I continue to work my way through the Museo Frida Kahlo.
Peeking into Frida Kahlo's medicine chest, or possibly just more art supplies. I know what Sal Hepatica is for, although I'm not sure why a person would have purified walnut oil.
Kahlo's bedroom, with dresser, cabinet, and wall motto that I just don't understand.
Bedroom radio! Featuring a (hand-made?) wood carrying case. Notice the pencilled in labels for the volume and channel dials.
And here Kahlo's daybed, with what I bet you all think is a mirror right above her pillow.
Nope! It's a display of butterflies!
Looking back at the gallery from the stairway leading from the daybed room to the courtyard.
Snake sculpture on display underneath the stairs leading outside. There were some exhibitions from various non-Kahlo, non-Rivera artists there.
Overhang with a continuous-loop documentary about Kahlo playing. It was in Spanish, naturally, although it had enough of the pacing and tone of an English-language documentary that between that and pictures of institutions I was following along with all the confidence of a white guy in a country where he doesn't speak the language.
Courtyard picture of Diego Rivera holding a seal for the reasons.

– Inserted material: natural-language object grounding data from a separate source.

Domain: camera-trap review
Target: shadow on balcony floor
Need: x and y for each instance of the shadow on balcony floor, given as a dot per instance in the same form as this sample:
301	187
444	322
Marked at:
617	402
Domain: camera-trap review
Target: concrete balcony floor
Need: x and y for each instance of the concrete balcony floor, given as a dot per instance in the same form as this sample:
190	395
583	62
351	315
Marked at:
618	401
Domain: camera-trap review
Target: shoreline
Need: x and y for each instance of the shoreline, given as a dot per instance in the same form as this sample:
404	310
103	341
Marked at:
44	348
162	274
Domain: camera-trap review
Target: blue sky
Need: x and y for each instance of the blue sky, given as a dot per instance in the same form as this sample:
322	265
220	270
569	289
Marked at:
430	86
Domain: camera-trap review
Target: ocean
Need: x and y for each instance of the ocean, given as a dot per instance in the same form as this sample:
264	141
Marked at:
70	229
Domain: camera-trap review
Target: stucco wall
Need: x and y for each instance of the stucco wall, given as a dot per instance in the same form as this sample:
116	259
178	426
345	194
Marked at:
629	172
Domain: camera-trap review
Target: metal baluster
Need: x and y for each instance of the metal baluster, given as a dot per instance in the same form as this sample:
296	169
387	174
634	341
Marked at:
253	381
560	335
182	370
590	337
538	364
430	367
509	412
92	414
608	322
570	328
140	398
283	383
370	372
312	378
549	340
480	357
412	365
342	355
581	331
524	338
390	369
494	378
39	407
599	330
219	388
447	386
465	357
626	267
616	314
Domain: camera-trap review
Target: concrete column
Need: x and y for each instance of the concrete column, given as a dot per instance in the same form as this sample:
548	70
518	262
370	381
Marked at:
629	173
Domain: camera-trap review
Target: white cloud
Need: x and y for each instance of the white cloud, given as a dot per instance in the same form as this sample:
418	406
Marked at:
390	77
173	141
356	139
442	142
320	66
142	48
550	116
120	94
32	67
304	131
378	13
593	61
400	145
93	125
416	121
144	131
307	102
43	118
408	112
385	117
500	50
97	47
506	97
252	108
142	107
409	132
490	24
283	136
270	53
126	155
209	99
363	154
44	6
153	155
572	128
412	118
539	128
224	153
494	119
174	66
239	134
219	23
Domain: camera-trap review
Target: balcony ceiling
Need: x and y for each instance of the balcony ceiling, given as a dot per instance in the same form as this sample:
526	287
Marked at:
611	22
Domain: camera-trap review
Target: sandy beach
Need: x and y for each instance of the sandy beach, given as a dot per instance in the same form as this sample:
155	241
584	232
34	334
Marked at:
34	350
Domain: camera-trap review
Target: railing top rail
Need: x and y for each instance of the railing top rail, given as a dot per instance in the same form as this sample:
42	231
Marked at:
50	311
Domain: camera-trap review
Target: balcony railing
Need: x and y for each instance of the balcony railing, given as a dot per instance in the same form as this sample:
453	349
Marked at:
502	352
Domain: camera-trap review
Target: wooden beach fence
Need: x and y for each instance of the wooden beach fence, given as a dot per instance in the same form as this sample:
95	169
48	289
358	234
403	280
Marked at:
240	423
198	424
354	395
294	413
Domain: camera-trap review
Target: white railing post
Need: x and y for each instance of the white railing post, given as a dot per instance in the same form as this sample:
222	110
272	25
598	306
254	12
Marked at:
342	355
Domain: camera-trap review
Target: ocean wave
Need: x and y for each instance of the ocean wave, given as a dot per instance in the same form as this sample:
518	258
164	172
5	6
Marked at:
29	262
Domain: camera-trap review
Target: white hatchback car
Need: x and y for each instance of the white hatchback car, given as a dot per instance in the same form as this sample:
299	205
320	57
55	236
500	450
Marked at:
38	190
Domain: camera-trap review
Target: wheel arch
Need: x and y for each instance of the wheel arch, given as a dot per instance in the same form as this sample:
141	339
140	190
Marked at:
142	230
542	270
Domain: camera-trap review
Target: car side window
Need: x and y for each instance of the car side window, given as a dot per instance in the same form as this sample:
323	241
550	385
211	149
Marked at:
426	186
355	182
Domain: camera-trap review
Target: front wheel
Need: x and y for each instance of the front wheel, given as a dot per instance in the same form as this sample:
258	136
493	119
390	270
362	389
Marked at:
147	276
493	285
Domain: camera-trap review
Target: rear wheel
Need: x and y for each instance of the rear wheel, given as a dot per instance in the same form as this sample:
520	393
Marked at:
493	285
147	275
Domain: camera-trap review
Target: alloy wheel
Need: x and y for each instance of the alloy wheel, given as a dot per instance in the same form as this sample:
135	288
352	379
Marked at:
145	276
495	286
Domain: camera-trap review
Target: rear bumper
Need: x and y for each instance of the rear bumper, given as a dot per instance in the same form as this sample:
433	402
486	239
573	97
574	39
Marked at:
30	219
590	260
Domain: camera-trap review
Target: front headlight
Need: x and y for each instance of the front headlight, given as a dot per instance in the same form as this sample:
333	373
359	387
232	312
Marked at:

I didn't see anyone taking pictures of themselves with their heads in this photo stand-in of Kahlo and husband.
An activity set up in the courtyard as part of the temporary exhibit, about Kahlo's fashion design: rotate the columns to mix and match various of Kahlo's outfits.
And here's part of the temporary exhibit. This shows off braces, corsets, crutches, and other tools that Kahlo designed and used to keep herself functional.
Trivia: The county of Nice was not fully a part of France until 1860. Source: The Discovery of France: A Historical Geography, Graham Robb.
Currently Reading: Holland on the Hudson: An Economic and Social History of Dutch New York, Oliver A Rink.